Electric Vehicle Fire Scenarios as an Emerging Challenge for the Fire Resistance Design of Reinforced Concrete Beams

Electric vehicles (EVs) are widely recognized as a key strategy for improving global sustainability; however, their implications for building safety, particularly under fire conditions, require further investigation. This study examines the structural response of reinforced concrete (RC) beams exposed to EV fire scenarios, which are characterized by more severe thermal demands than the ISO 834 standard fire curve adopted in structural fire design, including EN 1992-1-2. A coupled thermal–mechanical finite element analysis (FEA) was performed on nine RC beams, considering variations in reinforcement layout, rebar diameter, and concrete cover thickness. When compared with fire resistance times predicted by standardized design procedures, the numerical results indicate that EV fires accelerate building damage by up to 27% within the first 60 min of exposure.
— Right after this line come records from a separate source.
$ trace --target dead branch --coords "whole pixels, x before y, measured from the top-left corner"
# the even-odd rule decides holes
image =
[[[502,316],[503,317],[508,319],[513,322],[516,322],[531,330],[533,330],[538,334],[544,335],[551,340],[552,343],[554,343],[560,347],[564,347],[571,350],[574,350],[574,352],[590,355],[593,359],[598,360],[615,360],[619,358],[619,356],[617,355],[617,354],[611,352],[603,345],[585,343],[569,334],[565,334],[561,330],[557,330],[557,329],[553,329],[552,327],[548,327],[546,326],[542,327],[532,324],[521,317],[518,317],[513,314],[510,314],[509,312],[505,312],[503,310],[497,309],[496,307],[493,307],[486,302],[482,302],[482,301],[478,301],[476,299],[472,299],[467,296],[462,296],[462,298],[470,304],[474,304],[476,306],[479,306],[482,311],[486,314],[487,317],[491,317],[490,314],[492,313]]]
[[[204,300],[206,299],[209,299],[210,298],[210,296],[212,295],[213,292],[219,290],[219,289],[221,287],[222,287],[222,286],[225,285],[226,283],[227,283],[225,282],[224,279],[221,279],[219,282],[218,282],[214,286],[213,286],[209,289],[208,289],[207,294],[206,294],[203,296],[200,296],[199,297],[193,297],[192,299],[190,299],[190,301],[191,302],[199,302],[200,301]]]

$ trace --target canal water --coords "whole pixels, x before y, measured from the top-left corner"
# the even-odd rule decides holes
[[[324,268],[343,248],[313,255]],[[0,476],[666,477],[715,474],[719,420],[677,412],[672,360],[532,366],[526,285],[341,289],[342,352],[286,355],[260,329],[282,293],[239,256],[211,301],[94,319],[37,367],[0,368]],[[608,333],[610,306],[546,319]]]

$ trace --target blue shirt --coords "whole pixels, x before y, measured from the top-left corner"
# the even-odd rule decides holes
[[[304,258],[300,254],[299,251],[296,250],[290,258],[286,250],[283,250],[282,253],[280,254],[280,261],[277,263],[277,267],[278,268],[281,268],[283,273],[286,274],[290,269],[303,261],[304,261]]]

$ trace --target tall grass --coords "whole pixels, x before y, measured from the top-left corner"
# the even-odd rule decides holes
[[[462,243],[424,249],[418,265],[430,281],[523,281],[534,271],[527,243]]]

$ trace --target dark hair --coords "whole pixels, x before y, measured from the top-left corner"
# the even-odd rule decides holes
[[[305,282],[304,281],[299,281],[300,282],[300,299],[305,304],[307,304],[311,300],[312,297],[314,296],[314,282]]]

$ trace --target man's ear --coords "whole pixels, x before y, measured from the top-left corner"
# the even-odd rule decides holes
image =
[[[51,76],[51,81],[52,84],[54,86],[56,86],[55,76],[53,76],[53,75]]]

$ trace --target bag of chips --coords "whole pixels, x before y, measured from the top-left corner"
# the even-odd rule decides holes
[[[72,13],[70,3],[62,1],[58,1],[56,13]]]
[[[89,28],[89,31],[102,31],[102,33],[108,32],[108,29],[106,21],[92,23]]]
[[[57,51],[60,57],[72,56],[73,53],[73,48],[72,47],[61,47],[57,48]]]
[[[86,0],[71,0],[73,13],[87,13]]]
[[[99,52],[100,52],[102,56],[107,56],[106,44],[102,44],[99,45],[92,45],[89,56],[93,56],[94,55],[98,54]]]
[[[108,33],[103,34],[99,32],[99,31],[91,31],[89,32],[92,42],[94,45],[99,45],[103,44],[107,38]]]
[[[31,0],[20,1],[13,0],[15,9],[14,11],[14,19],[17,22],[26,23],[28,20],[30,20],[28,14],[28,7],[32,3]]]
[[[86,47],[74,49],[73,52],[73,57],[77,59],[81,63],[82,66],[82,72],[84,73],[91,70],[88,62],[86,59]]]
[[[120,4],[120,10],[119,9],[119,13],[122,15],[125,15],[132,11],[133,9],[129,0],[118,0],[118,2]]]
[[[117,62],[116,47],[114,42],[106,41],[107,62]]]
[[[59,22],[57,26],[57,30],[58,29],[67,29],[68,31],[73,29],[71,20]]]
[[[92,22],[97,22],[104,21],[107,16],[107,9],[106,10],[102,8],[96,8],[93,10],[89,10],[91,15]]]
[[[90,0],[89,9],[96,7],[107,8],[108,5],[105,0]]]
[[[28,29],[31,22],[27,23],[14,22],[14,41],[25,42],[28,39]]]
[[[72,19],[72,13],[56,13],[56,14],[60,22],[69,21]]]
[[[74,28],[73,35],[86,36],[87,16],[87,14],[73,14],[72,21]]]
Increasing the concrete cover to at least 30 mm and adopting multiple reinforcement layers were shown to enhance fire performance by reducing heat transfer to the steel reinforcement and lowering stress levels within the cross section. The findings demonstrate that current fire design provisions may underestimate the structural demands imposed by EV fire scenarios. Consequently, this study highlights the need to revise fire resistance criteria and reinforcement detailing rules to ensure adequate safety and resilience of RC structures in sustainable built environments subjected to emerging EV fire hazards.